- Abbreviation: NCPD

Agency overview
- Formed: 1985
- Preceding agencies: Division of Buildings and Grounds; Capitol Security;
- Employees: 27

Jurisdictional structure
- Operations jurisdiction: Nevada, USA
- General nature: Civilian police;

Operational structure
- Headquarters: Carson City, Nevada
- Police Officers: 27
- Agency executive: John Letos, Chief of Police;
- Parent agency: Nevada Department of Public Safety

Website
- Nevada Capitol Police

= Nevada Capitol Police =

Nevada Capitol Police is a division of the Nevada Department of Public Safety that is responsible for law enforcement in major state buildings within Nevada. It also provides security for senior government officials. Policing and security for the Nevada Legislature is provided by the separate Nevada State Legislative Police.

The Nevada Capitol Police was organized in the late 1940s as the security detail of the Nevada Division of Buildings and Grounds, with one night watchman patrolling the perimeter of the Nevada State Capitol Complex (including the Governor's Mansion), using any available Buildings and Grounds vehicle to deter crime, sometimes with the assistance of the then-Ormsby County Sheriff and Carson City Police Departments.
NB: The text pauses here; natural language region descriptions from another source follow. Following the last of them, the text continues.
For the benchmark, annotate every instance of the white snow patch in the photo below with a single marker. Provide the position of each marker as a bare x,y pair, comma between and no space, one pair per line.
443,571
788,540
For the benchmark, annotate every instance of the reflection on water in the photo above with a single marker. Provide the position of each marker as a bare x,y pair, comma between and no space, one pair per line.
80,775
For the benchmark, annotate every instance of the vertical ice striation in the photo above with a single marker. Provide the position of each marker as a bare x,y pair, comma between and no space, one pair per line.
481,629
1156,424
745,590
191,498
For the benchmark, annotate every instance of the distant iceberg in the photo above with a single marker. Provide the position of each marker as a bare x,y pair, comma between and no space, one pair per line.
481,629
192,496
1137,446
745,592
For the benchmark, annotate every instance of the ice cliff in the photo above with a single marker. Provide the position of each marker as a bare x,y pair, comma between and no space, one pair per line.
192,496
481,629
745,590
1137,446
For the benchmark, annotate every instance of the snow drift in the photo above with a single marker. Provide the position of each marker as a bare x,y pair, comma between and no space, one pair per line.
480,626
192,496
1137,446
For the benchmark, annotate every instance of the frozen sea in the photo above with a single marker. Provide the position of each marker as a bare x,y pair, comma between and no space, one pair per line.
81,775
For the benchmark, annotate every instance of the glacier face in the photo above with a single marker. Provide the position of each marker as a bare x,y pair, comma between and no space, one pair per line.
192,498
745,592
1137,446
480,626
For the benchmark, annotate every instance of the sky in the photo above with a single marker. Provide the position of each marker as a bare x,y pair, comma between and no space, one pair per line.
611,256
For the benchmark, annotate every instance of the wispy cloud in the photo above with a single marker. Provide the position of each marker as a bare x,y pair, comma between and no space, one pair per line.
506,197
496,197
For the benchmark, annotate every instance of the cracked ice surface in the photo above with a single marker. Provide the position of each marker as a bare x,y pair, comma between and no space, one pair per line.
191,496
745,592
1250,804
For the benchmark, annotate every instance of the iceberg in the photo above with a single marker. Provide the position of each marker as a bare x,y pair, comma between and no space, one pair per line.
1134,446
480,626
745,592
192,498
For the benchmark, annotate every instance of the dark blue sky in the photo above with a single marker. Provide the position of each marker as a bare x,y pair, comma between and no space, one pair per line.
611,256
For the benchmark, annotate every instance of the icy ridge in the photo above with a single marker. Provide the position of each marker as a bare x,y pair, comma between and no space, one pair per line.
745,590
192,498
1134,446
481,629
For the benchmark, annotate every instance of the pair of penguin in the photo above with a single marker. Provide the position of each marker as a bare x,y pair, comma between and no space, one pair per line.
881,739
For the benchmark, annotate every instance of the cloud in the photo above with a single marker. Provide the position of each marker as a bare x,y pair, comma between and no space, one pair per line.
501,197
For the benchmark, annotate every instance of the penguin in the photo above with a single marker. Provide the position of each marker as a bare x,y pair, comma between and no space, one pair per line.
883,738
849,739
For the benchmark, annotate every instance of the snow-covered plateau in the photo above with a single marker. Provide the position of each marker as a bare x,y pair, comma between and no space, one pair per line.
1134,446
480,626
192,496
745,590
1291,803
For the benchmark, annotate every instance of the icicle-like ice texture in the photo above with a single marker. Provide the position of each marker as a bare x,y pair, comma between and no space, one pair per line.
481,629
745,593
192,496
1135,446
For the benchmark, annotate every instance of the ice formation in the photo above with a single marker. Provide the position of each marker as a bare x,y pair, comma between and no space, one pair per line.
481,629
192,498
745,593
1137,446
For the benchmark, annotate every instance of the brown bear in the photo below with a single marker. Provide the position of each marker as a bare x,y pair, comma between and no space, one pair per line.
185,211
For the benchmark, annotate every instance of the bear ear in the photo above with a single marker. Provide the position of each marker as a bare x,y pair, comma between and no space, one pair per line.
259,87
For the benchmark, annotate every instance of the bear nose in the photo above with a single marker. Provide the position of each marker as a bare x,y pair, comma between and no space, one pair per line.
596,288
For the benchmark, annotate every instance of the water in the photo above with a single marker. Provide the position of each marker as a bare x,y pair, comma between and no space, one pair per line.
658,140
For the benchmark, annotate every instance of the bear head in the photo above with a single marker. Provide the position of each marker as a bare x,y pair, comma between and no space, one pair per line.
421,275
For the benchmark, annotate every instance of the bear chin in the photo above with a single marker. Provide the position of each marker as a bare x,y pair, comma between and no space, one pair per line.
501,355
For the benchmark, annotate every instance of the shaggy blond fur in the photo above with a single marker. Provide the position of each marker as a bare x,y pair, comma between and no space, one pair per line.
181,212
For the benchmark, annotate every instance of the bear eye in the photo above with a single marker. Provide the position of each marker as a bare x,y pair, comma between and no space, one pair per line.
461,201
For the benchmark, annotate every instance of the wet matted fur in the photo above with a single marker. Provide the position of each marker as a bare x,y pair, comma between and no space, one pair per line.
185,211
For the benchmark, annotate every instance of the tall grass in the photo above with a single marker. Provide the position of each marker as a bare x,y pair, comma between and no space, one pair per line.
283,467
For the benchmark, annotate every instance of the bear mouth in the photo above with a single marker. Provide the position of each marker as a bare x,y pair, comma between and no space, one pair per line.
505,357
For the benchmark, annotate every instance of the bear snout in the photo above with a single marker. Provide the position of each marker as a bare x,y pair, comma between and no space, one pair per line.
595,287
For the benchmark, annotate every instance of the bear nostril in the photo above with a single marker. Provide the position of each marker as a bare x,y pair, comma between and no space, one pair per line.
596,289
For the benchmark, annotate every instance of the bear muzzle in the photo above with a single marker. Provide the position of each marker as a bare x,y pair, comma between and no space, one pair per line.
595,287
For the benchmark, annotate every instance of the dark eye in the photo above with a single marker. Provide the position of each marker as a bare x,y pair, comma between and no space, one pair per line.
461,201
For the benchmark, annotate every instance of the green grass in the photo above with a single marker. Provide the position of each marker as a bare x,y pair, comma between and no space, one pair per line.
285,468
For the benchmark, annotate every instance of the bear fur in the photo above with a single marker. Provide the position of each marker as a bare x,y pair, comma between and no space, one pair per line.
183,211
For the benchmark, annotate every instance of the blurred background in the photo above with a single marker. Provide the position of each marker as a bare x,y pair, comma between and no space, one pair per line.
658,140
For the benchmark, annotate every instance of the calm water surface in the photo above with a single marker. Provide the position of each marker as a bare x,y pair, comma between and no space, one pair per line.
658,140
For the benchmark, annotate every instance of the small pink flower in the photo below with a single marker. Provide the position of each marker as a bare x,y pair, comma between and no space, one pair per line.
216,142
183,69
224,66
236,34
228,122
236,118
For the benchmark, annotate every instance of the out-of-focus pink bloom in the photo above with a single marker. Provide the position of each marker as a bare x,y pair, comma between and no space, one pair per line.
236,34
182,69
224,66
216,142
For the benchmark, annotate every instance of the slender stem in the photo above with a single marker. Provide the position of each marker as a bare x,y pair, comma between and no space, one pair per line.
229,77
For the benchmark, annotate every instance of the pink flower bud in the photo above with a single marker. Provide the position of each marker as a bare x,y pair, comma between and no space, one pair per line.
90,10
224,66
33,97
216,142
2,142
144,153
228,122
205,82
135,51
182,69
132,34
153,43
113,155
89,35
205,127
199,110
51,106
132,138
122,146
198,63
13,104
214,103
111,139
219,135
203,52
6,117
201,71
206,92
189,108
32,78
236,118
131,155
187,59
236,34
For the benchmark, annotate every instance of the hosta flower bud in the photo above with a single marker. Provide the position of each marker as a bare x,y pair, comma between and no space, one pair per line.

In 1966, the night watch crew had grown to three officers, and the department was renamed "Capitol Security". In 1972, the Nevada Legislature reorganized its status as "limited peace officers", meaning that they were not recognized as fully sworn peace officers under the Nevada Revised Statutes at the time. In 1985, this status was elevated to "official sworn peace officer", meaning that they were now in the same league as the Nevada Highway Patrol, Las Vegas Metropolitan Police Department, Reno Police and the reorganized Carson City Sheriff's Office.

There have been eight Chiefs of the Nevada Capitol Police since its current status was established in 1985. Brad Valladon was the Chief from November 2001. He was succeeded by Pat Conmay in June 2009, Jay Logue in January 2010, Thomas Navin in 2012 and the current Chief, Jerome Tushbant, in March 2013.

In 2014, the state settled a lawsuit brought by a former member of the Capitol Police, who said she had been discriminated against on the grounds of sex and age. One officer was dismissed, and another four disciplined.